Code of paper "CDFI: Compression-Driven Network Design for Frame Interpolation", CVPR 2021

Related tags

Deep LearningCDFI
Overview

CDFI (Compression-Driven-Frame-Interpolation)

[Paper] (Coming soon...) | [arXiv]

Tianyu Ding*, Luming Liang*, Zhihui Zhu, Ilya Zharkov

IEEE Conference on Computer Vision and Pattern Recognition (CVPR), 2021

Introduction

We propose a Compression-Driven network design for Frame Interpolation (CDFI), that leverages model compression to significantly reduce the model size (allows a better understanding of the current architecture) while making room for further improvements and achieving superior performance in the end. Concretely, we first compress AdaCoF and show that a 10X compressed AdaCoF performs similarly as its original counterpart; then we improve upon this compressed model with simple modifications. Note that typically it is prohibitive to implement the same improvements on the original heavy model.

  • We achieve a significant performance gain with only a quarter in size compared with the original AdaCoF

    Vimeo-90K Middlebury UCF101-DVF #Params
    PSNR, SSIM, LPIPS PSNR, SSIM, LPIPS PSNR, SSIM, LPIPS
    AdaCoF 34.38, 0.974, 0.019 35.74, 0.979, 0.019 35.20, 0.967, 0.019 21.8M
    Compressed AdaCoF 34.15, 0.973, 0.020 35.46, 0.978, 0.019 35.14, 0.967, 0.019 2.45M
    AdaCoF+ 34.58, 0.975, 0.018 36.12, 0.981, 0.017 35.19, 0.967, 0.019 22.9M
    Compressed AdaCoF+ 34.46, 0.975, 0.019 35.76, 0.979, 0.019 35.16, 0.967, 0.019 2.56M
    Our Final Model 35.19, 0.978, 0.010 37.17, 0.983, 0.008 35.24, 0.967, 0.015 4.98M
  • Our final model also performs favorably against other state-of-the-arts (details refer to our paper)

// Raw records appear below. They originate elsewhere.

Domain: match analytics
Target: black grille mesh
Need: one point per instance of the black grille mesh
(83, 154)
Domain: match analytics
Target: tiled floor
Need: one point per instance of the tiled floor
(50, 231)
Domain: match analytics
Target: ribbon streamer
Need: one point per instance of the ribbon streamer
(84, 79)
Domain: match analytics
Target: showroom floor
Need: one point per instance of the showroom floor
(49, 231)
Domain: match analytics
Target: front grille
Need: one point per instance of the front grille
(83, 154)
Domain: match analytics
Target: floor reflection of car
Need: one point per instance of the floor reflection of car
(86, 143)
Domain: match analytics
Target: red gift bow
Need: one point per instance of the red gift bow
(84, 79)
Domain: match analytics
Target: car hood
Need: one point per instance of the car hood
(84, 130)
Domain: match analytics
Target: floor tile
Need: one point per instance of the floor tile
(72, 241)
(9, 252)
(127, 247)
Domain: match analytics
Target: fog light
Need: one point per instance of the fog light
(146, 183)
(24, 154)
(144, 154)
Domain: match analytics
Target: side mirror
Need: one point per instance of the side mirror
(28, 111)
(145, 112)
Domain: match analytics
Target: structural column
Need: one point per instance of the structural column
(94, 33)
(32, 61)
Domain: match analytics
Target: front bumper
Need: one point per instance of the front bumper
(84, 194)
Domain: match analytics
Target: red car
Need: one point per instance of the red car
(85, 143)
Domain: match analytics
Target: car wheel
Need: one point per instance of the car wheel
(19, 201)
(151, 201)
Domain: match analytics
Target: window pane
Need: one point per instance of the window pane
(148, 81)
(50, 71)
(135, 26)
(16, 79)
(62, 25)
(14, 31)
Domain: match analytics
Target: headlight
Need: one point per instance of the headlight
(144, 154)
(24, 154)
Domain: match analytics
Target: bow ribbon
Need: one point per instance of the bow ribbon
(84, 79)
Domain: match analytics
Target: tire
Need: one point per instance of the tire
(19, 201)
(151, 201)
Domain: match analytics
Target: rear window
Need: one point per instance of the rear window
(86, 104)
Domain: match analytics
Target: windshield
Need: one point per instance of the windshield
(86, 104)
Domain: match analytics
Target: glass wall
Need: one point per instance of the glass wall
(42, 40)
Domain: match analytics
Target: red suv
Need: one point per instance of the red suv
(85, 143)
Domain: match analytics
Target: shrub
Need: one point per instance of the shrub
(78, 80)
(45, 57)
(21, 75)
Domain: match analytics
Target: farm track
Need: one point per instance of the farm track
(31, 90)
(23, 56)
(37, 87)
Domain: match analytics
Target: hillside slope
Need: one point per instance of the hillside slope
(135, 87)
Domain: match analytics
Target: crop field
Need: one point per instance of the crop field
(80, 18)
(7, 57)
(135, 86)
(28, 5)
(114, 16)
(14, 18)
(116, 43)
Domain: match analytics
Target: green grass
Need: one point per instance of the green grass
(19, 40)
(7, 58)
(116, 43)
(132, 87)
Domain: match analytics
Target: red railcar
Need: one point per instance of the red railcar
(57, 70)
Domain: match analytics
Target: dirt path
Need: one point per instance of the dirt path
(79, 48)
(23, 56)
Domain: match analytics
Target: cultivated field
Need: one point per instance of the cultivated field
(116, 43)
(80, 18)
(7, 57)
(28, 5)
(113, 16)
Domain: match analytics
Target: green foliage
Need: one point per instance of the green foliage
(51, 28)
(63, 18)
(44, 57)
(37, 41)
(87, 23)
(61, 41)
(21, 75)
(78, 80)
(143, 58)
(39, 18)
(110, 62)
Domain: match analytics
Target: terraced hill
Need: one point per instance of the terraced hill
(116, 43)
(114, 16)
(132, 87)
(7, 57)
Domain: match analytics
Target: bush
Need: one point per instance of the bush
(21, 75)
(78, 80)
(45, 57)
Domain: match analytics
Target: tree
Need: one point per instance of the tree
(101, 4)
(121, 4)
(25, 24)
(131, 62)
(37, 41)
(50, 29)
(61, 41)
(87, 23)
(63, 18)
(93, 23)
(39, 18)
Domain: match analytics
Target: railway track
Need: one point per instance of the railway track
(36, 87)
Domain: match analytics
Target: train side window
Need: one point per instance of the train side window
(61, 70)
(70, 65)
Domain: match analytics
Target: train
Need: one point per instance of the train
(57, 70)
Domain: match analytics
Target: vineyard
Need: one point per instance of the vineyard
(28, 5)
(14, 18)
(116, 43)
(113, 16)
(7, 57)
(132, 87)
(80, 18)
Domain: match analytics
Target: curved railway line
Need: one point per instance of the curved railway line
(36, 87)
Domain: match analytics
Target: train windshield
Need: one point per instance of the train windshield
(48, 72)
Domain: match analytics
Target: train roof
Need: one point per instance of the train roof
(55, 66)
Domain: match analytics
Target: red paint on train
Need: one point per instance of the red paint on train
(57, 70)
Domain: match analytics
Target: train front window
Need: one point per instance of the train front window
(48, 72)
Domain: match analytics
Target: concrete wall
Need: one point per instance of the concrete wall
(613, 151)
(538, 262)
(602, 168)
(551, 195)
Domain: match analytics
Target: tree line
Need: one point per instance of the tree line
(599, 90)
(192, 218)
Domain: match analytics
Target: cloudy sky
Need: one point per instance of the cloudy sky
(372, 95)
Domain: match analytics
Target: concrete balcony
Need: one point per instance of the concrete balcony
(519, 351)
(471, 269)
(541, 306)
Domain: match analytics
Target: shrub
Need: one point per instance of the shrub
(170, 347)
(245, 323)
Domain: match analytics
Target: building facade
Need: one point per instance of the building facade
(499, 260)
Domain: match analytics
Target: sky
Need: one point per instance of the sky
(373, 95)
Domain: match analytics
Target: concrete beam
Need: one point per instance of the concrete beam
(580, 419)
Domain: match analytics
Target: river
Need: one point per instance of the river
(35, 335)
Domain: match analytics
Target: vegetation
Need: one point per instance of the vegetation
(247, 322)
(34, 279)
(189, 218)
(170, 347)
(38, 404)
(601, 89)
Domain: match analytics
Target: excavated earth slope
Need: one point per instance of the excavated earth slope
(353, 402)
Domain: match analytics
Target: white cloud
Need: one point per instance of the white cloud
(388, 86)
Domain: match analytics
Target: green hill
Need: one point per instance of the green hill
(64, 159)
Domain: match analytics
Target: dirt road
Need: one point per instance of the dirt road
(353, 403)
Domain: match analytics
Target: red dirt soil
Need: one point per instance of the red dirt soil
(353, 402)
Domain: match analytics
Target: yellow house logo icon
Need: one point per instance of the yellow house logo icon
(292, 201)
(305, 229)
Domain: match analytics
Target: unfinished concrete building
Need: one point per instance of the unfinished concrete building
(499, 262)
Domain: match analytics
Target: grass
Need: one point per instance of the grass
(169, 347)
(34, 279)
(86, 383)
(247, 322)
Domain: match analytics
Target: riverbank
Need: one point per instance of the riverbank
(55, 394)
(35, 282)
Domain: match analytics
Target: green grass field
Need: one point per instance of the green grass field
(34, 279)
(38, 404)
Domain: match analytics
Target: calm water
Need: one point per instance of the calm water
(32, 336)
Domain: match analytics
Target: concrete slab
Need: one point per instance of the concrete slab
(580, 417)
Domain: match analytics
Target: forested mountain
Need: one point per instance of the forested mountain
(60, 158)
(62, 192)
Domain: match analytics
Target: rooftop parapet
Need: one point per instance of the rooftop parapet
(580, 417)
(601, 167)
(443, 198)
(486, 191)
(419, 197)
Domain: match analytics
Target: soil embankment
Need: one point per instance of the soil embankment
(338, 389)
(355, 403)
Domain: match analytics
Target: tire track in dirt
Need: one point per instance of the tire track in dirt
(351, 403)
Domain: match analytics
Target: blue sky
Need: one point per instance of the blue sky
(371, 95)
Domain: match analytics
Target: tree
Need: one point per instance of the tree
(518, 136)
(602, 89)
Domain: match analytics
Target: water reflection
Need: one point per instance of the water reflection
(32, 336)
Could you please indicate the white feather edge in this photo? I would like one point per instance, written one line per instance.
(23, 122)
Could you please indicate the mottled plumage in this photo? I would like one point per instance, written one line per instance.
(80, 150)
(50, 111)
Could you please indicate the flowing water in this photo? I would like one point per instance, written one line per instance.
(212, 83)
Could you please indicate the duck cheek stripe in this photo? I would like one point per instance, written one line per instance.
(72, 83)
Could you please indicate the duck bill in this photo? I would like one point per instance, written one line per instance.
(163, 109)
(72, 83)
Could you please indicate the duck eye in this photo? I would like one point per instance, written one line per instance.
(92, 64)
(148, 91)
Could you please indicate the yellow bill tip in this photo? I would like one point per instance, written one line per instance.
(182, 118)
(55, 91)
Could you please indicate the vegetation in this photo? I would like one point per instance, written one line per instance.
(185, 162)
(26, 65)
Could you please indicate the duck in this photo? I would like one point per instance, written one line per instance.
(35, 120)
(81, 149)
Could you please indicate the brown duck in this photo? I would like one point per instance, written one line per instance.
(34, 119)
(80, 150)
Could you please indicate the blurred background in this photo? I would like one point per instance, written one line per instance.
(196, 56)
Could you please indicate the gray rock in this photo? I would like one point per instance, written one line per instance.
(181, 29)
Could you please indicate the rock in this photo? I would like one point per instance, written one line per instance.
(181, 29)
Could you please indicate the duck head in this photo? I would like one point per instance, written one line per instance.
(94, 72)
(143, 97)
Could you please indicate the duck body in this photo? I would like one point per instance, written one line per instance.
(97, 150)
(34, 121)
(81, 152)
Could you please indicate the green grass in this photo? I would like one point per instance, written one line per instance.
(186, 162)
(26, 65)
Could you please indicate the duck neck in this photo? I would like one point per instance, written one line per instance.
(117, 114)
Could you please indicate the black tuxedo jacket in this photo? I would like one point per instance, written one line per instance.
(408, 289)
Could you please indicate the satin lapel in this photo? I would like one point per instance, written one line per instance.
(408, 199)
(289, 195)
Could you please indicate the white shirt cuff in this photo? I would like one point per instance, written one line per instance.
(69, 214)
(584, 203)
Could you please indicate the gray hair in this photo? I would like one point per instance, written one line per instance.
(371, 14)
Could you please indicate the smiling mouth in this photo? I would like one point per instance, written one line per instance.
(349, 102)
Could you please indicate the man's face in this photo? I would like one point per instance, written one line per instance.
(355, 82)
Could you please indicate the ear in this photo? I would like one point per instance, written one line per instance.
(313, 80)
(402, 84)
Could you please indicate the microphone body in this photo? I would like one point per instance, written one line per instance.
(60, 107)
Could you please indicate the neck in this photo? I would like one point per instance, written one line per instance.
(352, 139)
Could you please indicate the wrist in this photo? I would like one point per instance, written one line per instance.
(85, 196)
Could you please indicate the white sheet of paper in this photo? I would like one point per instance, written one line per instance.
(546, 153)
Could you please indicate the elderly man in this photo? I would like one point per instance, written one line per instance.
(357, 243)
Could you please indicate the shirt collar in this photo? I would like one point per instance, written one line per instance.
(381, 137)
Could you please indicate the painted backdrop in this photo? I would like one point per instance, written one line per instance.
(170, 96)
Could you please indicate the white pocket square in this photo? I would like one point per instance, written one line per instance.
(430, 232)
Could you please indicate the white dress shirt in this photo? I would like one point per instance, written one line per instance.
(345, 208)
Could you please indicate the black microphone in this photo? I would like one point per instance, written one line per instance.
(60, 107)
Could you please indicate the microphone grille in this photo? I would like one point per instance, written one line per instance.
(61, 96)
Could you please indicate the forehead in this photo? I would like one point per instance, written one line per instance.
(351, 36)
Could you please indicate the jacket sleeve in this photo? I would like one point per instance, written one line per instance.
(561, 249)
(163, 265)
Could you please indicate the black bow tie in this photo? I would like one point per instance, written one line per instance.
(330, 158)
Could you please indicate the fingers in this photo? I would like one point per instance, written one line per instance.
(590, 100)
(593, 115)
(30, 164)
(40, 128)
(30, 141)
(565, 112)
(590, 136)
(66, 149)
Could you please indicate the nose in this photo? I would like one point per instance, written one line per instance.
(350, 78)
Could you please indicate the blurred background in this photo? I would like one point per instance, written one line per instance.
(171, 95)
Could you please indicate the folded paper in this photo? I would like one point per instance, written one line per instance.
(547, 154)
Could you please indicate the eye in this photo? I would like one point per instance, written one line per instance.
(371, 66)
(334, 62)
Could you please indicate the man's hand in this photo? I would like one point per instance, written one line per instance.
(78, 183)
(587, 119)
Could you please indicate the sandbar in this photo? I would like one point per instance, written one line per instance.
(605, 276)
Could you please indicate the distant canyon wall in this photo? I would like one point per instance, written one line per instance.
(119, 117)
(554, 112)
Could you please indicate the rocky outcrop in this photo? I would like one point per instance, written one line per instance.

  • The proposed framework is generic and can be easily transferred to other DNN-based frame interpolation method

The above GIF is a demo of using our method to generate slow motion video, which increases the FPS from 5 to 160. We also provide a long video demonstration here (redirect to YouTube).

Environment

  • CUDA 11.0

  • python 3.8.3

  • torch 1.6.0

  • torchvision 0.7.0

  • cupy 7.7.0

  • scipy 1.5.2

  • numpy 1.19.1

  • Pillow 7.2.0

  • scikit-image 0.17.2

Test Pre-trained Models

Download repository:

$ git clone https://github.com/tding1/CDFI.git
$ cd CDFI/

Testing data

For user convenience, we already provide the Middlebury and UCF101-DVF test datasets in our repository, which can be found under directory test_data/.

Evaluation metrics

We use the built-in functions in skimage.metrics to compute the PSNR and SSIM, for which the higher the better. We also use LPIPS, a newly proposed metric that measures perceptual similarity, for which the smaller the better. For user convenience, we include the implementation of LPIPS in our repo under lpips_pytorch/, which is a slightly modified version of here (with an updated squeezenet backbone).

Test our pre-trained CDFI model

$ python test.py --gpu_id 0

By default, it will load our pre-trained model checkpoints/CDFI_adacof.pth. It will print the quantitative results on both Middlebury and UCF101-DVF, and the interpolated images will be saved under test_output/cdfi_adacof/.

Test the compressed AdaCoF

$ python test_compressed_adacof.py --gpu_id 0 --kernel_size 5 --dilation 1

By default, it will load the compressed AdaCoF model checkpoints/compressed_adacof_F_5_D_1.pth. It will print the quantitative results on both Middlebury and UCF101-DVF, and the interpolated images will be saved under test_output/compressed_adacof_F_5_D_1/.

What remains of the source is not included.